Solved – Small and unequal sample sizes

small-samplestatistical significance

I have a data set consisting of a small number of participants: n=5, n=5, n=2. I want to compare the means on a particular variable. I've done a 1-way anova and the p-value was .07, the Welch test gives me p = .005. Which is correct?

Best Answer

I agree with kjetil. The Welch test is a two sample test of differences between sample means when the variances are assumed to be different. The variance estimate is based on estimates of separate individual variances rather than a pooled estimate of a common variance. So the test statistic under the null hypothesis does not have a $t$ distribution but can be approximated by a $t$ with a particular df parameter that may not be an integer. If the original data are approximately normal which test to use depends on whether the variances are equal. With sample sizes this small you cannot even assess the adequacy of the normality assumption much less the equality of variance assumption. So of the various frequentist approaches (1) parametric two sample $t$ test, (2) parametric Welch test and (3) nonparamnetric Wilcoxon rank sum test, you have no way to be confident that one is better than the others and they all can give very different p-values and possibly lead to conflicting conclusions.

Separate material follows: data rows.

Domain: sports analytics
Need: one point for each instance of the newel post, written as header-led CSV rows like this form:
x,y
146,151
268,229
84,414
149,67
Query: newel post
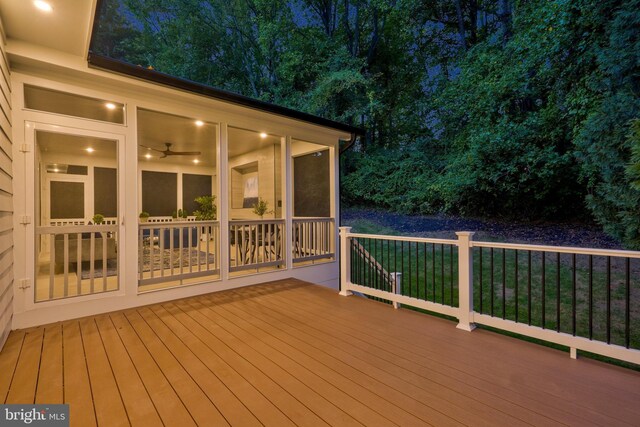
x,y
465,281
345,264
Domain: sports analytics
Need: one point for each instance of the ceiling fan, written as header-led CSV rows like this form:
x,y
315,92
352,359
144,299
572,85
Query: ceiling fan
x,y
168,151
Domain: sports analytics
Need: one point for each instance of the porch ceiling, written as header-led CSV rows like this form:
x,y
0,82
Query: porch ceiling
x,y
290,353
66,28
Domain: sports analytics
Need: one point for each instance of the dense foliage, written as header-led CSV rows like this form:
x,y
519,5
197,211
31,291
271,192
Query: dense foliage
x,y
514,108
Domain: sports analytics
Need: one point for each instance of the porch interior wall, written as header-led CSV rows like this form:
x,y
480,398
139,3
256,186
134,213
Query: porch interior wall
x,y
6,196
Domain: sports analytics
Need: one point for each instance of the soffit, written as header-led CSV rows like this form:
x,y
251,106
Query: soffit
x,y
65,29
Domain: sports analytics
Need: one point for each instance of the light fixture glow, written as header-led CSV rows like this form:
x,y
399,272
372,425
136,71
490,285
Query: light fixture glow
x,y
43,5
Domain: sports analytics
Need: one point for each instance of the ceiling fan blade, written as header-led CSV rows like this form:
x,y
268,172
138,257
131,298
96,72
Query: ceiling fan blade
x,y
182,153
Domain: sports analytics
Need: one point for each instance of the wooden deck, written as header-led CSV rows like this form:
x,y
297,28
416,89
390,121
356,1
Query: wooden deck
x,y
290,353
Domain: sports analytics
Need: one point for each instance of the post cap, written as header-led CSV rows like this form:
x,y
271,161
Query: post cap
x,y
468,234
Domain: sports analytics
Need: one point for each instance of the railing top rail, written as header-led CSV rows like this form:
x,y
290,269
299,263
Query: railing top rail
x,y
176,224
255,221
559,249
72,229
404,238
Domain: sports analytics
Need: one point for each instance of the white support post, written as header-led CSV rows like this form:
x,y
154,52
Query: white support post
x,y
465,281
345,261
397,287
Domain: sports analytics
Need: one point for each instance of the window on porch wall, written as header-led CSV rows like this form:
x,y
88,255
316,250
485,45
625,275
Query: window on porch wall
x,y
313,224
178,233
76,215
256,224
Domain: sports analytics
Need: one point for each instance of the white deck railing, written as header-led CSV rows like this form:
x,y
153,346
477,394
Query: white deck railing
x,y
175,251
313,239
79,260
255,244
584,299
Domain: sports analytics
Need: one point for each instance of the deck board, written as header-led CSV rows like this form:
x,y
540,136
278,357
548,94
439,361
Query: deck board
x,y
211,381
341,347
77,385
290,353
50,376
493,354
25,378
165,395
8,361
138,404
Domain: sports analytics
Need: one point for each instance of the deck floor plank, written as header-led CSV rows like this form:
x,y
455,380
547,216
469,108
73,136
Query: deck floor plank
x,y
289,405
290,353
110,409
77,386
489,346
135,397
9,360
492,353
195,400
448,375
171,408
400,407
25,378
211,379
51,375
307,395
325,388
467,410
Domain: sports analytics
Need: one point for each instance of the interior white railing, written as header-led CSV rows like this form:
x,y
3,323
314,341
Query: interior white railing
x,y
179,250
313,239
76,260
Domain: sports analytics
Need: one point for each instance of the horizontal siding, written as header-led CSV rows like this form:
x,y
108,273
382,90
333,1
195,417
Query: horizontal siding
x,y
6,198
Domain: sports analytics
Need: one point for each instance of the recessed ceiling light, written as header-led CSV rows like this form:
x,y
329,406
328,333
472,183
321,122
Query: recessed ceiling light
x,y
43,5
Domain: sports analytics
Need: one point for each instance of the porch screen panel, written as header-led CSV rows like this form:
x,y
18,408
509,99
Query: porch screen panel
x,y
194,186
67,200
105,187
159,193
311,189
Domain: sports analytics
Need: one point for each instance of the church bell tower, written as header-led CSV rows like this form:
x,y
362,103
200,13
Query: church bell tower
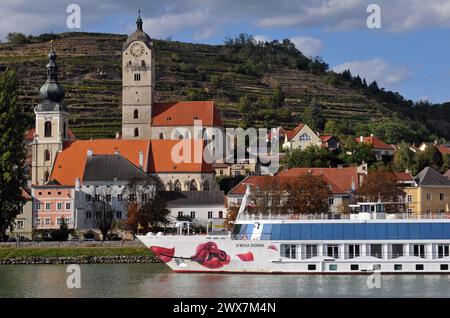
x,y
51,125
138,84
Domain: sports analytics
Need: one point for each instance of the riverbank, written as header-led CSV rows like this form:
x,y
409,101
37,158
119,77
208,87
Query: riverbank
x,y
75,255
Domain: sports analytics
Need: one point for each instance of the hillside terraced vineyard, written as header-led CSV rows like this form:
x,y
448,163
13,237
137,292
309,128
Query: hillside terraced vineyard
x,y
90,71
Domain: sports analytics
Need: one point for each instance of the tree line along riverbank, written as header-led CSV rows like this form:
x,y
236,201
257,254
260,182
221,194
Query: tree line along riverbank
x,y
75,255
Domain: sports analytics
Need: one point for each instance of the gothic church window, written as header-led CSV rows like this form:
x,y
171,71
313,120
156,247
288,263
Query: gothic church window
x,y
47,129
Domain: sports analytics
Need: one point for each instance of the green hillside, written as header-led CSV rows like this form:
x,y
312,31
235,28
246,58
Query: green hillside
x,y
90,70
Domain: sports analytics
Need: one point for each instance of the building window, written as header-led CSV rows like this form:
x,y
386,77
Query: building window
x,y
409,198
288,251
310,251
48,129
443,251
397,250
419,250
193,185
333,251
305,137
376,250
353,251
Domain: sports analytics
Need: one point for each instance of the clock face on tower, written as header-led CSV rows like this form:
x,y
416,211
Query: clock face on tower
x,y
137,49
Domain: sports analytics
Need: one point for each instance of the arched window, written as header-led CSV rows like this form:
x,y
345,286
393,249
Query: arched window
x,y
46,176
48,129
193,185
65,130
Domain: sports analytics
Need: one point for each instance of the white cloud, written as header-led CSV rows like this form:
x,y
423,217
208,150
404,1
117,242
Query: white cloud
x,y
376,69
310,47
262,38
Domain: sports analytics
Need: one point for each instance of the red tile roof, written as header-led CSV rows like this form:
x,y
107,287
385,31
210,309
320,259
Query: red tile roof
x,y
283,179
375,142
184,114
343,178
444,150
69,163
161,160
291,133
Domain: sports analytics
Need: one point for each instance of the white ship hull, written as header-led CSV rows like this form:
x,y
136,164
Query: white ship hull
x,y
225,255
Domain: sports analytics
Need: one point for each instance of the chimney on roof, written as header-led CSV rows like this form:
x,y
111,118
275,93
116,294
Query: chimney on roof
x,y
141,159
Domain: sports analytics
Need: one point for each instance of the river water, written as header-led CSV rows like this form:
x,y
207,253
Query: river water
x,y
155,280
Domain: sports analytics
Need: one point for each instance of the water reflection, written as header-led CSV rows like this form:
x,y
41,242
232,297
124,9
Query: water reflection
x,y
155,280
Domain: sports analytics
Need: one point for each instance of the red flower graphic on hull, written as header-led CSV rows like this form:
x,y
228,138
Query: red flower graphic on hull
x,y
210,256
247,257
163,253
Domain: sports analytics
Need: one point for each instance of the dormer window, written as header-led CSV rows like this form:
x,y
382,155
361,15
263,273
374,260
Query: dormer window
x,y
305,137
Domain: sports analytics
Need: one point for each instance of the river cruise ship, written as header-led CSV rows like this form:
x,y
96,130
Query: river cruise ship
x,y
367,240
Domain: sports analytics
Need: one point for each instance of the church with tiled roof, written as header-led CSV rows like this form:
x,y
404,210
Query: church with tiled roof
x,y
154,140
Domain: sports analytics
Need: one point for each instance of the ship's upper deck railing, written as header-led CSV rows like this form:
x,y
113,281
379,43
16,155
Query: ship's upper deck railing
x,y
340,216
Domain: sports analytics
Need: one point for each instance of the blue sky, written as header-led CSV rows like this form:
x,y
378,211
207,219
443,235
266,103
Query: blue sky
x,y
408,54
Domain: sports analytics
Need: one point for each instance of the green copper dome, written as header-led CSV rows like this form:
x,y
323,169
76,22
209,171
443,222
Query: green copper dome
x,y
51,90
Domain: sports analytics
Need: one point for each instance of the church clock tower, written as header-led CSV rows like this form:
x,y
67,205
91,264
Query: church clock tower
x,y
138,84
52,119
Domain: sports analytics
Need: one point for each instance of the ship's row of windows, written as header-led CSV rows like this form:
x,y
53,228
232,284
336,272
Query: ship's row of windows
x,y
347,231
350,251
356,267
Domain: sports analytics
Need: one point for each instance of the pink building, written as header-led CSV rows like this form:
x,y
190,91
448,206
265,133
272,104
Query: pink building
x,y
52,203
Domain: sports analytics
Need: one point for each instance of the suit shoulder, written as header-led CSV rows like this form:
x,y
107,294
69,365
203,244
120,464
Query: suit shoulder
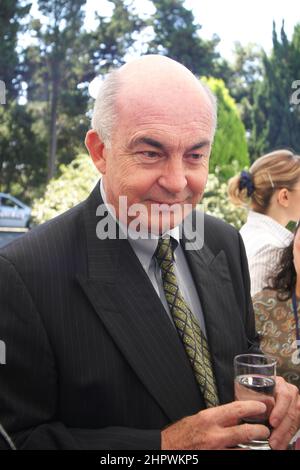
x,y
45,236
219,226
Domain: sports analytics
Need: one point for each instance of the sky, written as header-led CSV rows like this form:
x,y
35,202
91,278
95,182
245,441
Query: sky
x,y
232,20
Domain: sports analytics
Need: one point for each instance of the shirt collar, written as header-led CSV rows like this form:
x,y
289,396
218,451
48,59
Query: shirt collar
x,y
277,229
143,248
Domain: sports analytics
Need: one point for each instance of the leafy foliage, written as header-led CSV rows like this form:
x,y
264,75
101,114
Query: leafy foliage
x,y
230,152
74,184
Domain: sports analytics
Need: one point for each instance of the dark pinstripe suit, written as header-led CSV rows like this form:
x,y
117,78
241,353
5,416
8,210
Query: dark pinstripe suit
x,y
93,361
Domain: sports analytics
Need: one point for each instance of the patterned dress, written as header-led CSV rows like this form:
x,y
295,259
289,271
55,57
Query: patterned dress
x,y
275,323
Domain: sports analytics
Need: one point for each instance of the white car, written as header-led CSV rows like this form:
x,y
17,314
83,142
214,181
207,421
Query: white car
x,y
13,213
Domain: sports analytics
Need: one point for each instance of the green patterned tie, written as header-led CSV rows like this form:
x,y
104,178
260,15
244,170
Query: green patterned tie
x,y
189,330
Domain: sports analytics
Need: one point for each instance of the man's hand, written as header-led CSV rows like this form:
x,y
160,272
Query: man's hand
x,y
285,416
216,428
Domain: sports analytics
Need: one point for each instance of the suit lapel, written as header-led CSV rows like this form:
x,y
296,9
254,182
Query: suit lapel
x,y
225,330
128,306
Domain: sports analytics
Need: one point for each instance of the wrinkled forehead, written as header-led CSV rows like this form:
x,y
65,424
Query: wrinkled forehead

In my view this means that you cannot do inference because the sample size is just too small. Some may incorrectly think that the bootstrap can bail you out. But it can't. Also we see other assert that Bayesian methods can save the day. I disagree with that too because for Bayesian methods the conclusion will be dominated by the prior and the data will not have much influence. I think it is foolish to put so much dependence on the prior particularly if you can't make a strong case for using a specific prior.